Geographic diversification of data center construction could actually benefit specialized cooling vendors. As operators exhaust capacity in traditional hub markets and expand to secondary locations, standardized cooling solutions become more valuable than custom designs optimized for specific facility characteristics. ACT's modular approach positions the company to serve distributed facility footprints more effectively than vendors focused on hyperscale megafacility designs.
Transaction Reflects Broader Infrastructure Investment Themes Beyond Data Centers
The ACT acquisition fits within Blackstone's broader thesis that energy transition requires massive investment in enabling infrastructure that doesn't fit neat categories of renewable generation or grid-scale storage. Thermal management, like power electronics, transmission capacity, and grid control systems, represents essential but historically underinvested infrastructure that becomes critical as electrification accelerates.
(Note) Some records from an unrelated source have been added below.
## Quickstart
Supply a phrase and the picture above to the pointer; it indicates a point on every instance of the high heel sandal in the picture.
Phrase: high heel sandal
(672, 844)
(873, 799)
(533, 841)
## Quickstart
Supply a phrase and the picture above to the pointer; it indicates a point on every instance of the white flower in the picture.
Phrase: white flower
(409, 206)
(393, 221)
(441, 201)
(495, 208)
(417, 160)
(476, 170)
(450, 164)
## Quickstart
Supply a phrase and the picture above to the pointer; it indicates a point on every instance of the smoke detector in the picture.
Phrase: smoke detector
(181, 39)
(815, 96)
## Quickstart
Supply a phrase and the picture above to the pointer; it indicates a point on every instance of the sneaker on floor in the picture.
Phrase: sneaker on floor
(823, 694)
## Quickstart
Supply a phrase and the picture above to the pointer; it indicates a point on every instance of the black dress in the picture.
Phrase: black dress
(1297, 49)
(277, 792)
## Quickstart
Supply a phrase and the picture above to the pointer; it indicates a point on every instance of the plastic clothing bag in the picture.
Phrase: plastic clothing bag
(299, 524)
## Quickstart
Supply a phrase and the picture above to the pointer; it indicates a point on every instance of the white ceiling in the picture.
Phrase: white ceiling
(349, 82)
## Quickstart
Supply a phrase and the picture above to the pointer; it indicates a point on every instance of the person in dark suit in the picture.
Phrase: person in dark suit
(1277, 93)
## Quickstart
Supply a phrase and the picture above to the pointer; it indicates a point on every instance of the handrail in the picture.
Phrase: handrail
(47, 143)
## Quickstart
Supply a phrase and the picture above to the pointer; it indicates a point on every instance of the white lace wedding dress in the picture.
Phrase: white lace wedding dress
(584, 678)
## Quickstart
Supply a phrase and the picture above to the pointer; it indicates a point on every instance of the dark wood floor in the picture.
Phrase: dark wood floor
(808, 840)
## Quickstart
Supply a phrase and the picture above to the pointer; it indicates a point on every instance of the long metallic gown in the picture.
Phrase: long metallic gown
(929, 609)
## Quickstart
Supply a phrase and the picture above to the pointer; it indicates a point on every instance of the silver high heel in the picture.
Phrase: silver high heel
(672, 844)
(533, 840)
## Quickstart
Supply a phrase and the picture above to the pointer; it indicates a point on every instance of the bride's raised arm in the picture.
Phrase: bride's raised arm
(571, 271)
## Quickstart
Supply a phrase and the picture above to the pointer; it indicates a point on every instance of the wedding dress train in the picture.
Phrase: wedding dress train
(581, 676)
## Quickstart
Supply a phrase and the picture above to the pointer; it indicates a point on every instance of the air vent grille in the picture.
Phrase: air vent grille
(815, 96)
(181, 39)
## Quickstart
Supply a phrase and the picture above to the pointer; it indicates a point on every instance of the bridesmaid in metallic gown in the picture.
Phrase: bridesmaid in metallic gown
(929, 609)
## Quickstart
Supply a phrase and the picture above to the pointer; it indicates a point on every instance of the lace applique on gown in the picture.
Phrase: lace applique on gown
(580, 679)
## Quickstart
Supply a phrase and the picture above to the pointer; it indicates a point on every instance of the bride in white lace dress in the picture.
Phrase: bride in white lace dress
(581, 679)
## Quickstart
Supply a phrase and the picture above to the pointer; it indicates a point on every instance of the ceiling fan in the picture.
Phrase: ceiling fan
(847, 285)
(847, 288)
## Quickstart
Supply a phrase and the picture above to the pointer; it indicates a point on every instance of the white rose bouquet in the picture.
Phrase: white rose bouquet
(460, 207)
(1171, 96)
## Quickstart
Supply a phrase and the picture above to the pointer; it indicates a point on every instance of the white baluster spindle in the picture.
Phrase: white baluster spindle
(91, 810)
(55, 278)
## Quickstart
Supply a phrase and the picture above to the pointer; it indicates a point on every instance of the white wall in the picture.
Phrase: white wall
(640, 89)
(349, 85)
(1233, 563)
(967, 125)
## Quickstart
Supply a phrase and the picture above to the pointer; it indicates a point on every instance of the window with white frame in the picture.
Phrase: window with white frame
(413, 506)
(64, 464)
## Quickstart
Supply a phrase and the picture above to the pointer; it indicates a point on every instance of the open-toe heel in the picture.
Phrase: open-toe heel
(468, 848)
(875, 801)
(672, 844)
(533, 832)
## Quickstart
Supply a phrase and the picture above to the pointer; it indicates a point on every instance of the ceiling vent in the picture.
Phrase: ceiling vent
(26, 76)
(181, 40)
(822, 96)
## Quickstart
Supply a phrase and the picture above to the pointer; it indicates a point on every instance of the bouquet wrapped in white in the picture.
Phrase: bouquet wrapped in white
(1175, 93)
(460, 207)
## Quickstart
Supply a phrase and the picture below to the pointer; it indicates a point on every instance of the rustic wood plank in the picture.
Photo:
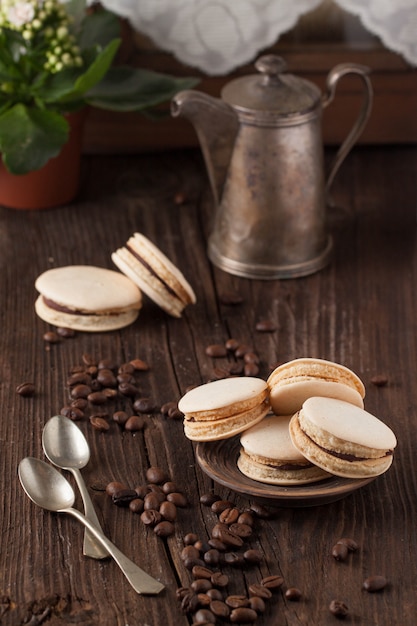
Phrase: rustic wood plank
(359, 311)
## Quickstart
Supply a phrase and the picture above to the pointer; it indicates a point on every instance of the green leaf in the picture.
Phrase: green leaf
(129, 89)
(30, 137)
(99, 28)
(69, 85)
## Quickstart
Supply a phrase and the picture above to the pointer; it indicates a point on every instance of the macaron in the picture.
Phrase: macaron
(293, 382)
(223, 408)
(155, 274)
(87, 298)
(268, 455)
(342, 438)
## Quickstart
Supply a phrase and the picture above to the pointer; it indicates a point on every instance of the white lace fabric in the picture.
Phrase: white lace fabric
(218, 36)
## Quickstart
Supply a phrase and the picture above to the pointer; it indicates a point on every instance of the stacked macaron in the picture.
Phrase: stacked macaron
(224, 408)
(154, 274)
(87, 298)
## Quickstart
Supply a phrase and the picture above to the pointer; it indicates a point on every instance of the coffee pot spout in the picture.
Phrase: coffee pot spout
(216, 125)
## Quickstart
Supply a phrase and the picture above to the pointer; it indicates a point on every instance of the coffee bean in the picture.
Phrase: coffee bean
(375, 583)
(72, 413)
(212, 557)
(221, 505)
(260, 590)
(201, 572)
(123, 497)
(340, 552)
(151, 517)
(156, 475)
(201, 585)
(66, 333)
(164, 529)
(229, 515)
(236, 601)
(219, 609)
(219, 580)
(139, 365)
(244, 615)
(257, 604)
(51, 337)
(338, 608)
(272, 582)
(266, 326)
(106, 378)
(100, 424)
(216, 351)
(293, 594)
(209, 498)
(177, 498)
(204, 616)
(26, 390)
(134, 423)
(168, 510)
(136, 505)
(351, 544)
(120, 417)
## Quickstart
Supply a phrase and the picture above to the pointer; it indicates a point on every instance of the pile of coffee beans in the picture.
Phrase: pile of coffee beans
(106, 392)
(156, 501)
(206, 598)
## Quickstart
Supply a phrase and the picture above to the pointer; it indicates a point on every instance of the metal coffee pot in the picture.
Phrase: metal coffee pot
(263, 150)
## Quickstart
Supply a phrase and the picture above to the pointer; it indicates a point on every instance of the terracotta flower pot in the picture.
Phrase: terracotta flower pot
(55, 184)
Blackstone Energy Transition Partners, launched in 2022 with $7 billion in committed capital, has deployed approximately $4.2 billion across 12 platform investments. The fund targets infrastructure assets that enable decarbonization rather than pure renewable energy generation. Previous investments include a battery energy storage developer, an electric vehicle charging network operator, and a manufacturer of power conversion equipment for renewable energy systems.
This strategy distinguishes Blackstone from competitors that have concentrated on wind and solar generation assets. While renewable energy projects offer stable, contracted cash flows, infrastructure equipment vendors provide exposure to secular growth themes with less commodity price sensitivity. ACT's revenue derives from equipment sales and aftermarket services rather than electricity generation, creating a different risk-return profile more aligned with traditional industrial buyouts.
The thermal management market also offers international expansion opportunities that pure-play data center investments lack. European data centers face similar cooling challenges as U.S. facilities but operate under stricter efficiency standards that accelerate liquid cooling adoption. Asian markets, particularly China and India, are building massive data center capacity to support domestic cloud services and AI development, creating demand for proven cooling technology from Western vendors.